In 1980, she established the Burnett Oil Company, headquartered at the Burnett Plaza in Fort Worth, Texas. The company operates in several states. It is a member of the Fort Worth Chamber of Commerce, and she served as its chairman of the board.

In 1983 she was worth $150 million, and in 1989 this had risen to $400 million. In 2006, she was worth US$1.3 billion. She was on the Forbes 400 list until 2009, when she was worth US$1.1 billion.

==Philanthropy==
Marion served as president and trustee of the Anne Burnett and Charles D. Tandy Foundation. It later became known as the Burnett Foundation. With a gift of $10 million from the foundation, she founded the Georgia O'Keeffe Museum in Santa Fe, New Mexico. In 2013, she donated the main donation for a $57 million new emergency center at the Texas Health Harris Methodist Hospital in Fort Worth. It is named the Marion Emergency Care Center.

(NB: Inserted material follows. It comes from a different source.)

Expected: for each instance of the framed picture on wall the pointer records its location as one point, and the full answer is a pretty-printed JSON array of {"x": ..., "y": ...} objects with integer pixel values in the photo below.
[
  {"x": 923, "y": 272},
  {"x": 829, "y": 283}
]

She served on the boards of trustees of the Museum of Modern Art in New York City, as well as the Kimbell Art Museum and the Modern Art Museum of Fort Worth. She helped move the National Cowgirl Museum and Hall of Fame from Hereford, Texas to Fort Worth. She selected members of the board of trustees alongside business executive Ed Bass. She was inducted into its Hall of Fame in 2005.

She served as a member of the Board of Regents of the Texas Tech University System from 1981 to 1986. She endowed a professorship at the Ranching Management School of Texas Christian University (TCU) in Fort Worth. She also paid for the renovation and new elevator of the chancellor's box of the Amon G. Carter Stadium at TCU, where the chancellor conducts fundraising events for the university. She was the recipient of the Charles Goodnight Award from TCU. In 2001, she received the National Golden Spur Award from the National Ranching Heritage Center at Texas Tech University in Lubbock, Texas.

In 2012, she was a donor to Mitt Romney's presidential campaign.

==Personal life==
Marion was divorced three times. In 1961, she was married to William Wade Meeker, the son of Mrs. and Mr. Julian R. Meeker. They had one daughter, Anne Windfohr Meeker.

Her second husband was Benjamin Franklin (B. F.) Phillips, a horseman; they owned several successful racehorses including Dash For Cash and Streakin Six. They married in 1969 and divorced in 1980. They raised one daughter, Anne "Windi" Phillips Grimes (born 1964), who married David M. Grimes II.

Her third husband was James Rowland Sowell. They married in 1982 and divorced in 1987.

She married her fourth husband, John L. Marion, at the Church of the Heavenly Rest on the Upper East Side of Manhattan, New York City, in 1988. The ceremony was performed by Reverend C. Hugh Hildesley.

She lived in the Westover Hills neighborhood of Fort Worth, Texas, in a 19,000-square-foot modernist home on Shady Oaks Lane, designed for her mother by I. M. Pei in the 1960s. She owned secondary residences in Santa Fe, New Mexico, Indian Wells, California, Jackson Hole, Wyoming, and an apartment at 820 Fifth Avenue, New York. She enjoyed quail hunting on her Four Sixes Ranch.

She died on February 11, 2020, aged 81.